Stantec and Jacobs, operating as the Galveston Coastal Services Joint Venture, has been selected by the U.S. Army Corps of Engineers, Galveston District, to design a 26.7-mile-long levee and floodwall system along the coastline near Galveston, Texas.
The eight-year, $1.9 billion construction effort, known as the Orange County Coastal Storm Risk Management (Orange), will increase the area’s preparedness to respond to natural disasters and disturbances.
According to their official release, the scheme will also increase resistance to long-term impacts due to climate change – including sea level rise, land subsidence, increased frequency of abnormally heavy rainfall events, and regional drought.

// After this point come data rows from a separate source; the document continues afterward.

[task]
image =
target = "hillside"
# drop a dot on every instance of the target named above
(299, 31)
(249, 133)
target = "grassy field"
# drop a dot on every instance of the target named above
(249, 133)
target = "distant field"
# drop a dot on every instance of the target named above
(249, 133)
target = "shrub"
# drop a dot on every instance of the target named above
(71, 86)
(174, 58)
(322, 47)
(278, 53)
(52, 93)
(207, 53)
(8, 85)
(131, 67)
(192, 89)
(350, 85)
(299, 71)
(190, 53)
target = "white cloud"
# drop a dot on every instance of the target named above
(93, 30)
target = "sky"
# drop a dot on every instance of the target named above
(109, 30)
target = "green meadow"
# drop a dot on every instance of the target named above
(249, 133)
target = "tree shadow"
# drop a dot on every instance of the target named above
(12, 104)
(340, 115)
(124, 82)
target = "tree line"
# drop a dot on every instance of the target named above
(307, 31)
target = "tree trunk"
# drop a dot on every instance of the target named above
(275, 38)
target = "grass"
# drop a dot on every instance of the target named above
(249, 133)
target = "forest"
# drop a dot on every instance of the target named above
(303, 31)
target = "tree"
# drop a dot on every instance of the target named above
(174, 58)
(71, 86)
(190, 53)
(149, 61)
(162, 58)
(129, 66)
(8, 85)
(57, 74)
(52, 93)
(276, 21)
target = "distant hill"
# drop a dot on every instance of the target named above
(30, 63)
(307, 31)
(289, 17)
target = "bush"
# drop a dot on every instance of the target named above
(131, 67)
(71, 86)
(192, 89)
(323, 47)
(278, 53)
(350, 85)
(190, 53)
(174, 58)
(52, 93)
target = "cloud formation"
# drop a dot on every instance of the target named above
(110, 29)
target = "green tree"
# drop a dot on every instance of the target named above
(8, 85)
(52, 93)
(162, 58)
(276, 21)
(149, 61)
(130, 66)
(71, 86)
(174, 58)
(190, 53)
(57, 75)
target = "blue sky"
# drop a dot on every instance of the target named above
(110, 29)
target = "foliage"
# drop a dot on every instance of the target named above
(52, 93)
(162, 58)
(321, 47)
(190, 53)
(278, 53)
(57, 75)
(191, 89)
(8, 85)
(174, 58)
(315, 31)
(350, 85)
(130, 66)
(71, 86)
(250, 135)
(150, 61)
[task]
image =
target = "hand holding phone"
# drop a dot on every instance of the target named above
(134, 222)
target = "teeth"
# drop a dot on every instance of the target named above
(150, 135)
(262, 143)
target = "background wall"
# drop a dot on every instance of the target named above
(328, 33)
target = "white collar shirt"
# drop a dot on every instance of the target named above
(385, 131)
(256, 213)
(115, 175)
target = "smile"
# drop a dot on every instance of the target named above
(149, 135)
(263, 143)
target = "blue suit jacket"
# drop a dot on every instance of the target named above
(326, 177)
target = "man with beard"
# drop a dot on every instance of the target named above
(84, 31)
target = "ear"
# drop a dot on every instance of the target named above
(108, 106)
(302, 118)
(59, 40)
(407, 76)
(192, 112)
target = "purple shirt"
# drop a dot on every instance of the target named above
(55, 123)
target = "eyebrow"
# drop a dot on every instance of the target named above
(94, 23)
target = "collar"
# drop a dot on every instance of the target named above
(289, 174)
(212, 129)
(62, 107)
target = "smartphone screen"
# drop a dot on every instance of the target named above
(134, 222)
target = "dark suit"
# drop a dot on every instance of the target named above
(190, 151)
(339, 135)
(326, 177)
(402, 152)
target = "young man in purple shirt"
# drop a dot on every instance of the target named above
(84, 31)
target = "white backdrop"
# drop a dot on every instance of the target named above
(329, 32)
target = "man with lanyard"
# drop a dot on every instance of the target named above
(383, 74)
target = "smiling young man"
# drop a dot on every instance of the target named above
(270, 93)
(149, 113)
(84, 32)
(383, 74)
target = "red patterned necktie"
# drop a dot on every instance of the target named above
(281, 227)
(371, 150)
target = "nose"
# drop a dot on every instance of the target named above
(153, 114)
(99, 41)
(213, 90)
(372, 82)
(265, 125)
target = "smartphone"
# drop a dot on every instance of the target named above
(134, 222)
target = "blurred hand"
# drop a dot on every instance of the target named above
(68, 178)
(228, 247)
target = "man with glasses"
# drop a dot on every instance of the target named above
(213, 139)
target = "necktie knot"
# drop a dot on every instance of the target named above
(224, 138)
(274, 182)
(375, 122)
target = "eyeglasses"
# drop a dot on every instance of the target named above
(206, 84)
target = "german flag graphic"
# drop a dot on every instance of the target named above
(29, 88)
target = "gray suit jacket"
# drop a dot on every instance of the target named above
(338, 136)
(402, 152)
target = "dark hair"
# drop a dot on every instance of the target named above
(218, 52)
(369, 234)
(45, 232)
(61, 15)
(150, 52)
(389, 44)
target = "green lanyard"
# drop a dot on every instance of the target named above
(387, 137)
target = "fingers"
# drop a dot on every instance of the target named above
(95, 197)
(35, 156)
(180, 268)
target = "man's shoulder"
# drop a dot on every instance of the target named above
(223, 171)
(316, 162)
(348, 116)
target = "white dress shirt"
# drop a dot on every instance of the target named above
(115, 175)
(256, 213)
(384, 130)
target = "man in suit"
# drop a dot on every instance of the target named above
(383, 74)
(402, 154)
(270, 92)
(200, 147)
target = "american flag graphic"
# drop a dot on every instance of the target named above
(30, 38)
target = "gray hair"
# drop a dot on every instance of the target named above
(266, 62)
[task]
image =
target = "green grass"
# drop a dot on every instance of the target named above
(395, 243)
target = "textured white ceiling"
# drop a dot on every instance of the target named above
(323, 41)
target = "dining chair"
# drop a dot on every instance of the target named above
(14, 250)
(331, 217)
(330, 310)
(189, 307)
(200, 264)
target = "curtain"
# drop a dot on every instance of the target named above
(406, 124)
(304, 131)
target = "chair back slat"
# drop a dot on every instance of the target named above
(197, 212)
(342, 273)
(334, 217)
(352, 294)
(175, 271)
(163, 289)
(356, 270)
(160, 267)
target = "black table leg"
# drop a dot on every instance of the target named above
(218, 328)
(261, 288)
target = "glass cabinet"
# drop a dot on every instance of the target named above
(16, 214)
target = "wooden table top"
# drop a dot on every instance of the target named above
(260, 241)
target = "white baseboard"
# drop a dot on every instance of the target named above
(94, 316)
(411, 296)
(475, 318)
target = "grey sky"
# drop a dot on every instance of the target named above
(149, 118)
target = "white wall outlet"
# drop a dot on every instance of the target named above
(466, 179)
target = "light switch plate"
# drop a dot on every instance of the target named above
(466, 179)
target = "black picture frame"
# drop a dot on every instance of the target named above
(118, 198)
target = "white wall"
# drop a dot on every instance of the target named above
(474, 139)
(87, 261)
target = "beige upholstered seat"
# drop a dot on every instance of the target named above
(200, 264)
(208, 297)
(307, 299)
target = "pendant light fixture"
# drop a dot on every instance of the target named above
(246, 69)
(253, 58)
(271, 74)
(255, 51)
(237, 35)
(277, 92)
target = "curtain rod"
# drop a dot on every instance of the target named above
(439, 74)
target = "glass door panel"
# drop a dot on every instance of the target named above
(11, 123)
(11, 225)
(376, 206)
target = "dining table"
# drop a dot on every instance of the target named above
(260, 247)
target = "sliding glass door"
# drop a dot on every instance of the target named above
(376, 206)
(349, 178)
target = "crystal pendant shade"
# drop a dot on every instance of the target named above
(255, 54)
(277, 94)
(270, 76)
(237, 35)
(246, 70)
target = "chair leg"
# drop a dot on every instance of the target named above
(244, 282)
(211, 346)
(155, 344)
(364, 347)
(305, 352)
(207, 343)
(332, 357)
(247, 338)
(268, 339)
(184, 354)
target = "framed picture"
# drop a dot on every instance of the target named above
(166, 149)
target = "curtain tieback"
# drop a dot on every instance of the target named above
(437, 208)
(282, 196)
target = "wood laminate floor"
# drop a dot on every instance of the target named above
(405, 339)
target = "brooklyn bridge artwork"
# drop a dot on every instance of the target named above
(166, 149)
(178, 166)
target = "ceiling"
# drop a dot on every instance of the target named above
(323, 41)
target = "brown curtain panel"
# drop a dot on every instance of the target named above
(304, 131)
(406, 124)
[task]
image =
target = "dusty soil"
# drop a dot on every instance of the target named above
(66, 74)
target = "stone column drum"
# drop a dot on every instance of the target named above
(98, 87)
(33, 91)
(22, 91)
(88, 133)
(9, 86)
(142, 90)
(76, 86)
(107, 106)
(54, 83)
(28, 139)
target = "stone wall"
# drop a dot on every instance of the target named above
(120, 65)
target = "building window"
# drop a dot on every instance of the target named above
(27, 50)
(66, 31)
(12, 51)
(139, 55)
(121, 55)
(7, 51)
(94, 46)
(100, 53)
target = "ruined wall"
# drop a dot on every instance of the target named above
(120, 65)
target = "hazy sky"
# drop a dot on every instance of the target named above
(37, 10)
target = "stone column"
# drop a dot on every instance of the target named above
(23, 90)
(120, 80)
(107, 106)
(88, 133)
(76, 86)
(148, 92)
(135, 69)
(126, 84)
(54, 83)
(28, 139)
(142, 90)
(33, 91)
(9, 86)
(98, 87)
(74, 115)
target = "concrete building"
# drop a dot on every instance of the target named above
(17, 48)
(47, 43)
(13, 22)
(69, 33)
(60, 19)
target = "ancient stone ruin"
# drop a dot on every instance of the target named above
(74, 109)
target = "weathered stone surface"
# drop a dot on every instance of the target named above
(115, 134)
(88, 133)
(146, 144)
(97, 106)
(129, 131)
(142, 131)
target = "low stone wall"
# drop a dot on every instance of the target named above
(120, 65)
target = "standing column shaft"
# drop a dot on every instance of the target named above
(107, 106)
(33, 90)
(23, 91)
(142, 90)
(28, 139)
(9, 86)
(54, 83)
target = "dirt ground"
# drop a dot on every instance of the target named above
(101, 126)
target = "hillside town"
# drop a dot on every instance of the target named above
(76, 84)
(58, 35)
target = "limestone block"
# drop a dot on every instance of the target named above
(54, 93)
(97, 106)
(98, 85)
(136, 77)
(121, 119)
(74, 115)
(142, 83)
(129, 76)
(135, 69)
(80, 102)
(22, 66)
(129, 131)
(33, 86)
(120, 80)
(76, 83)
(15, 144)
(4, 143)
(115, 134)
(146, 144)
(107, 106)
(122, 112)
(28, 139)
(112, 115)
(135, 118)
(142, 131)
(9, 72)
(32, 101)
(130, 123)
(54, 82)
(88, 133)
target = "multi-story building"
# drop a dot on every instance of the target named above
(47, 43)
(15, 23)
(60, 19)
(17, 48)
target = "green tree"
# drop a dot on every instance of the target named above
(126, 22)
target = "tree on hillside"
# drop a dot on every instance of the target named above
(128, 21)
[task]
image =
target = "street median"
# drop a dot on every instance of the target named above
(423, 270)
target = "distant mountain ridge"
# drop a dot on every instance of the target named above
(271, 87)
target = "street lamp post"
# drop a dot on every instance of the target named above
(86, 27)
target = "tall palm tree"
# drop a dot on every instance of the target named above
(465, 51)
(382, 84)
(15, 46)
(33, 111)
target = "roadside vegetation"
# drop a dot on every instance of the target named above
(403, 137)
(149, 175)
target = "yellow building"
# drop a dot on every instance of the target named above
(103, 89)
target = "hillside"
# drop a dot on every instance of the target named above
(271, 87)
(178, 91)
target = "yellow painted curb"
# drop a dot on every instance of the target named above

Orange consists of seven design packages for coastal storm risk management from the edge of the Sabine and Neches River floodplains to the vicinity of Orangefield, Texas.
The project will include:
- 15.6 miles of new levees,
- 10.7 miles of new concrete floodwalls and gates,
- 7 new pump stations to mitigate interior flooding during surge events,
- 453 acres of marsh restored through a mitigation plan, and
- 560 acres of forested wetlands preserved.
Also encompassing navigable sector gates to reduce surge penetration, this project is one of many coastal storm risk management measures for the region designed to combat these increasingly frequent historical storm conditions.